Ziggurat code

classic Classic list List threaded Threaded
3 messages Options
Reply | Threaded
Open this post in threaded view
|

Ziggurat code

Allin Cottrell
I'm a developer of the GPL'd econometrics program gretl, and a
co-worker and I were recently benchmarking our generation of random
normals. We saw that Octave was noticeably faster at this, and I
investigated. It transpired that the speed difference was down to
David Bateman's very nice implementation of the Marsaglia-Tsang
Ziggurat method.

We had our own implementation but David's was faster, without any
sacrifice of quality (good coverage of the real line, passes the
l'Ecuyer "Crush" test), so we have, gratefully and with attribution,
"stolen" David's version for gretl.

Maybe I can give a little something back. There appears to a slight
mix-up in the use of *X86_32 macros in the source file in question,
namely randmtzig.cc. Near the top of this file there appears the
following preprocessor stanza:

#if ! defined (USE_X86_32)
#  if defined (i386) || defined (HAVE_X86_32)
#    define USE_X86_32 1
#  else
#    define USE_X86_32 0
#  endif
#endif

Here the symbol HAVE_X86_32 is coming from "elsewhere" (I presume,
config.h or the compiler command-line), and the symbol USE_X86_32 is
set conditional on that plus the compiler symbol i386. One would
suppose, therefore, that the code below should branch conditional on
USE_X86_32, but that's not the case: USE_X86_32 is not referenced at
all; everything below depends on HAVE_X86_32.

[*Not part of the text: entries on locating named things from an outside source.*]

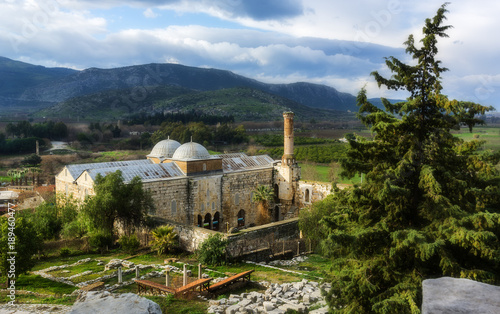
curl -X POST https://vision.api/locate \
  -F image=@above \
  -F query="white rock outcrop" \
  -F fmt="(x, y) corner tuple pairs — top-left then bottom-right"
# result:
(422, 277), (500, 314)
(69, 291), (161, 314)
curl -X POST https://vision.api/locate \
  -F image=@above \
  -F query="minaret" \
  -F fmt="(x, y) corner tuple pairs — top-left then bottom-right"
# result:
(274, 112), (300, 219)
(281, 112), (295, 166)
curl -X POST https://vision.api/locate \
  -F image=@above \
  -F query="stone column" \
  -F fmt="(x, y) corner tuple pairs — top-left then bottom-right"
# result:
(182, 264), (187, 286)
(281, 112), (294, 165)
(118, 267), (123, 283)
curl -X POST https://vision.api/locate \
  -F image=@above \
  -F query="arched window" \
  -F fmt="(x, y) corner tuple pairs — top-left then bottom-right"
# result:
(171, 200), (177, 214)
(203, 214), (212, 229)
(238, 209), (245, 227)
(274, 184), (280, 203)
(212, 212), (220, 231)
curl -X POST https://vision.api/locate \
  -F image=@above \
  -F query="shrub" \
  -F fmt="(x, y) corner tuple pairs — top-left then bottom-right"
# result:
(151, 225), (177, 255)
(89, 231), (113, 252)
(59, 247), (71, 257)
(118, 234), (141, 253)
(198, 233), (228, 266)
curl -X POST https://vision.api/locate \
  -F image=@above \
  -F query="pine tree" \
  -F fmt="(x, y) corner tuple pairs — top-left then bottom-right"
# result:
(305, 4), (500, 313)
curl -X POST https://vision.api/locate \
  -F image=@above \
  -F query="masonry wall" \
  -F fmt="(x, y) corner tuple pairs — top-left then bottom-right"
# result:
(299, 181), (332, 207)
(146, 177), (192, 224)
(221, 167), (273, 230)
(168, 218), (300, 259)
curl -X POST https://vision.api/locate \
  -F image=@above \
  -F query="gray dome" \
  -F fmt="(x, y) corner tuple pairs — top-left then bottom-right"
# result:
(147, 139), (181, 159)
(172, 142), (210, 159)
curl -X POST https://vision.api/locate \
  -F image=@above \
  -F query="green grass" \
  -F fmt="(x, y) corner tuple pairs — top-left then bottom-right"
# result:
(146, 296), (208, 314)
(0, 274), (78, 296)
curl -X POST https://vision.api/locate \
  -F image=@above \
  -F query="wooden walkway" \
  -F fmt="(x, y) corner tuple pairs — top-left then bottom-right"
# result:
(208, 270), (253, 292)
(135, 278), (212, 297)
(135, 280), (175, 295)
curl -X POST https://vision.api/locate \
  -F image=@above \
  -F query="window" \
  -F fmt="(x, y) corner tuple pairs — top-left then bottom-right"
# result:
(238, 209), (245, 227)
(172, 200), (177, 214)
(203, 214), (212, 229)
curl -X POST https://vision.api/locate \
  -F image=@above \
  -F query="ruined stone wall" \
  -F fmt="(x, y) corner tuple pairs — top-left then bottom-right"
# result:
(146, 177), (192, 224)
(190, 174), (223, 230)
(221, 167), (273, 230)
(170, 218), (300, 258)
(299, 181), (332, 207)
(227, 218), (300, 257)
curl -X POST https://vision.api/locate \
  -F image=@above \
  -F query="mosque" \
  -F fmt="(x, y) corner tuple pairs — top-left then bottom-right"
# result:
(56, 112), (304, 231)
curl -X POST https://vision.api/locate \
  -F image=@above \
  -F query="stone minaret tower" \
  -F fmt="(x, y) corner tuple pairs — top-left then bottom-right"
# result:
(274, 112), (300, 219)
(281, 112), (295, 165)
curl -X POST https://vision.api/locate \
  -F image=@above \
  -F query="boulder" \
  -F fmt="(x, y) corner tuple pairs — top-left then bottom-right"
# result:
(69, 291), (161, 314)
(422, 277), (500, 314)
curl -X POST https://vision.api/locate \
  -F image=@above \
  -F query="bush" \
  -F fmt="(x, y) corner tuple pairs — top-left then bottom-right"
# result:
(89, 231), (113, 252)
(198, 233), (228, 266)
(59, 247), (71, 257)
(151, 225), (177, 255)
(118, 234), (141, 253)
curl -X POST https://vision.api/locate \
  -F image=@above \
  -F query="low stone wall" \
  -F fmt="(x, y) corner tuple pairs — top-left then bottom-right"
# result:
(227, 218), (300, 260)
(169, 218), (300, 261)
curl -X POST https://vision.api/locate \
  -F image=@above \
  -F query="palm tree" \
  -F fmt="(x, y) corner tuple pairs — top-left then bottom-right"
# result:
(252, 185), (273, 225)
(150, 225), (177, 256)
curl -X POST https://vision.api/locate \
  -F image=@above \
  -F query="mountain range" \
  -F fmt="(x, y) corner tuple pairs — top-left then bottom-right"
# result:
(0, 57), (390, 120)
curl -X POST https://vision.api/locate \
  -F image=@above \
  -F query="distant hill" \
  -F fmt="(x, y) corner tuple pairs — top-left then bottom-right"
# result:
(0, 58), (398, 116)
(35, 86), (348, 121)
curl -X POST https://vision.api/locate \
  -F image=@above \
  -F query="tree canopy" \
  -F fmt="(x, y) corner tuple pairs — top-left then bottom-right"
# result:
(81, 170), (153, 237)
(301, 4), (500, 313)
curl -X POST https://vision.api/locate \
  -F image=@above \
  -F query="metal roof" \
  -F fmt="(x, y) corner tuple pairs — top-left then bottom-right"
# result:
(83, 162), (184, 183)
(220, 154), (274, 172)
(66, 159), (153, 179)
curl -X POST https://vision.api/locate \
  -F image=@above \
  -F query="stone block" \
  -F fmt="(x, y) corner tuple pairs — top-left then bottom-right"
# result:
(225, 305), (240, 314)
(422, 277), (500, 314)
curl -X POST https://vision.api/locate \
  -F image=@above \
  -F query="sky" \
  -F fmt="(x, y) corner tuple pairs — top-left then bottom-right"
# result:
(0, 0), (500, 110)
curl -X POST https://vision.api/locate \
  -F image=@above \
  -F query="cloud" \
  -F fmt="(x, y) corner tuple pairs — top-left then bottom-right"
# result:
(142, 8), (159, 19)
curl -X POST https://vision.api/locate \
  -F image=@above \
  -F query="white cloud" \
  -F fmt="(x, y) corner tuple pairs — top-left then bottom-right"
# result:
(142, 8), (159, 19)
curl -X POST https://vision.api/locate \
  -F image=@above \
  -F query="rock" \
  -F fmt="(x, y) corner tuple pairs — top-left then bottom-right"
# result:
(69, 291), (162, 314)
(422, 277), (500, 314)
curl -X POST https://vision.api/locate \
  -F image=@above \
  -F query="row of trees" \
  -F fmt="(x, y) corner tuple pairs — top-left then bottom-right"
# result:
(151, 122), (248, 146)
(126, 110), (234, 125)
(300, 5), (500, 313)
(5, 120), (68, 140)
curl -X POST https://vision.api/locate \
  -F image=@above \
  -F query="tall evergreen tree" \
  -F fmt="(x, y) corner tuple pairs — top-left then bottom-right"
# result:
(303, 4), (500, 313)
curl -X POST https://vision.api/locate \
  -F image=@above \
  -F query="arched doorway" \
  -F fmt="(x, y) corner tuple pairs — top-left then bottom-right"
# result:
(238, 209), (245, 227)
(212, 212), (220, 231)
(274, 184), (280, 203)
(203, 213), (212, 229)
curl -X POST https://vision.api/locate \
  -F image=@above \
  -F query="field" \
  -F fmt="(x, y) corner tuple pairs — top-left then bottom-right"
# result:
(0, 251), (329, 313)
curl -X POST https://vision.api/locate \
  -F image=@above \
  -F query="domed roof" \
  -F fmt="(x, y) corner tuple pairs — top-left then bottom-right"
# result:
(147, 138), (181, 159)
(172, 142), (210, 159)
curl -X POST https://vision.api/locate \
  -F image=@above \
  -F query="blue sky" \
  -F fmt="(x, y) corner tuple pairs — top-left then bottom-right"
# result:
(0, 0), (500, 109)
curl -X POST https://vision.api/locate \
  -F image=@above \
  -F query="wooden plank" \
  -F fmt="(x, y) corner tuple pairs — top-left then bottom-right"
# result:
(208, 270), (253, 291)
(175, 278), (212, 295)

It seems that either (a) the code below should branch on USE_X86_32
rather than HAVE_X86_32, or (b) if HAVE_X86_32 is reckoned to carry
all the relevant information, the aforementioned preprocessor code
should be removed, for clarity.

Related, there's a comment which suggests some uncertainty, "Check
whether -DUSE_X86_32=0 is faster on 64-bit x86 architectures." I can
say something about that. I've tested the two variants of the
Ziggurat code in randmtzig.cc on two 64-bit systems. In each case
the integer RNG is version 1.4.1 of SFMT, using SSE2; the only
difference is in the Ziggurat code.

The experiment involved generating 200 million random normals,
repeated 5 times. In the tables below the columns headed "A" and "B"
hold timings in seconds for the default 64-bit code-path and the
x86 32-bit optimized code-path respectively. The columns to the
right of A and B are elapsed-time indices relative to 100 = best on
platform.

Fedora 23 64-bit, core i7-2600 @3.40GHz, gcc 5.3.1

   A      rel     B      rel
3.3994 100.00  3.9320 115.67
3.4058 100.19  3.8608 113.57
3.4045 100.15  3.9076 114.95
3.5408 100.16  3.9141 115.14
3.4064 100.21  3.8545 113.39

Arch 64-bit, core i7-920 @2.67GHz, gcc 6.2.1

   A      rel     B      rel
3.9583 100.00  4.3021 108.69
3.9867 100.72  4.3653 110.28
3.9781 100.50  4.3308 109.41
4.0371 101.99  4.3953 111.04
3.9899 100.80  4.4652 112.81

There's not a huge difference between the Ziggurat variants, but
nonetheless it's clear, on this sample, that you don't want to use
the 32-bit-optimized code on a 64-bit system. On the more recent
i7-2600 that incurs a time penalty of about 15 percent; on the older
i7-920 the penalty is around 10 percent.

--
Allin Cottrell
Department of Economics
Wake Forest University

Reply | Threaded
Open this post in threaded view
|

Re: Ziggurat code

siko1056
Allin Cottrell wrote
Maybe I can give a little something back. There appears to a slight
mix-up in the use of *X86_32 macros in the source file in question,
namely randmtzig.cc. Near the top of this file there appears the
following preprocessor stanza:

#if ! defined (USE_X86_32)
#  if defined (i386) || defined (HAVE_X86_32)
#    define USE_X86_32 1
#  else
#    define USE_X86_32 0
#  endif
#endif

Here the symbol HAVE_X86_32 is coming from "elsewhere" (I presume,
config.h or the compiler command-line), and the symbol USE_X86_32 is
set conditional on that plus the compiler symbol i386. One would
suppose, therefore, that the code below should branch conditional on
USE_X86_32, but that's not the case: USE_X86_32 is not referenced at
all; everything below depends on HAVE_X86_32.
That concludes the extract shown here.